In a recent Nature Medicine news article, Roxanne Khamsi reported on research around the world that investigates how the gut microbiota exerts an influence on the human immune system and inflammation. The proximity of the gut microbiota to immune cells in the gut doesn’t prove its influence. So the big question that scientists are setting out to answer is this: by what mechanisms can bacteria interact with immune cells?
The most promising line of research finds that bacteria probably don’t do the heavy lifting themselves when it comes to interacting with the immune system. They have assistants: the metabolites they produce. These compounds, produced when bacteria carry out their daily activities, often seem to be responsible for affecting key immune cells and tuning inflammation up or down.
Stanley Hazen of Cleveland Clinic, USA, for example, studies how bacteria produce trimethylamine (TMA) when they feast on choline, a nutrient found in abundantly in eggs and meat. TMA is further metabolized to produce trimethylamine N-oxide (TMAO), which is linked to inflammation and atherosclerosis. Mice who can’t change TMA into TMAO are protected against the disease. This suggests that TMAO is an undesirable metabolite that kick-starts the inflammatory process, resulting in a higher risk of heart disease.

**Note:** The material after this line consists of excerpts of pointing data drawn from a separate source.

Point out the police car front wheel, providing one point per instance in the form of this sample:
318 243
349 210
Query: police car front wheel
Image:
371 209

Other research points to desirable metabolites that may affect inflammation. Chief among them are the short-chain fatty acids (SCFAs) such as butyrate, produced when microbes break down fiber. Animal research shows that these SCFAs lend a helping hand to immune-modulating regulatory T cells that reduce inflammation. More work is needed to see whether this mechanism holds true in humans, but data does suggest that people who consume a high-fiber diet have more SCFA production by their bacteria and less inflammation.
The research so far only scratches the surface. Scientists may discover many other metabolites that positively or negatively affect the immune system. And as the evidence grows that the gut microbiota do indeed have ways of altering immune function, how can we change it at will?

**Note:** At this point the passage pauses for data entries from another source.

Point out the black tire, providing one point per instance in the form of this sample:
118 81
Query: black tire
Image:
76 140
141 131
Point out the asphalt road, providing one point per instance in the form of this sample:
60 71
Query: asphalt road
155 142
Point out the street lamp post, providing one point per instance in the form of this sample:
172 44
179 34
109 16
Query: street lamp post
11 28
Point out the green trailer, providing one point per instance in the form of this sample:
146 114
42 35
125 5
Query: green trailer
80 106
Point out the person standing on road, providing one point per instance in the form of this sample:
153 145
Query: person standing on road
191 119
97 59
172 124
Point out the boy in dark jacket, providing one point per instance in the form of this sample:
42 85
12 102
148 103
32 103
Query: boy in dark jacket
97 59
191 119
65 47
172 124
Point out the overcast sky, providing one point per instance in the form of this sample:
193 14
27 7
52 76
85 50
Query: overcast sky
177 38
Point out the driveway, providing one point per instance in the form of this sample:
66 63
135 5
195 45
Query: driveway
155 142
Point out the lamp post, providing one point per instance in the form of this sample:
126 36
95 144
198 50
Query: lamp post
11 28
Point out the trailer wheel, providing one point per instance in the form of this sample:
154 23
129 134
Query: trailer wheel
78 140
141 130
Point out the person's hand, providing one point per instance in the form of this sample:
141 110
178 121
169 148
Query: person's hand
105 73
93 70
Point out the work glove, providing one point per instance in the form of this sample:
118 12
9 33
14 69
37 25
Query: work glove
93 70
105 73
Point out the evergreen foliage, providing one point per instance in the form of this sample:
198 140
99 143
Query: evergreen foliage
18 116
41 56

To date it has proven hard to find short-term interventions that change the microbiota in humans for the long term – it seems to keep coming back to its baseline state. Khamsi reports, though, that scientists are learning how specific probiotics and prebiotics could alter microbial communities.
Finding out how to maximize the efficacy of probiotics involves learning more about the ecosystem of the gut. It seems probiotics have a greater chance of taking hold in the digestive tract if multiple strains of bacteria are delivered at once.
Meanwhile, other researchers – in Belgium and elsewhere – are investigating prebiotics as a way to change the microbiota and alter the immune system in ways that change disease trajectories. Prebiotics – as ‘fertilizer’ for growing more of the desired gut bacteria – may have the most immediate therapeutic promise for modulating the microbiota and controlling inflammation, according to Stanley Hazen.
Adding bacteria to the gut, or adding food to help bacteria grow on their own, could one day help us tune immunity up or down. When we begin to understand this exceedingly complex process, it will help us turn down the volume on our future risk of disease.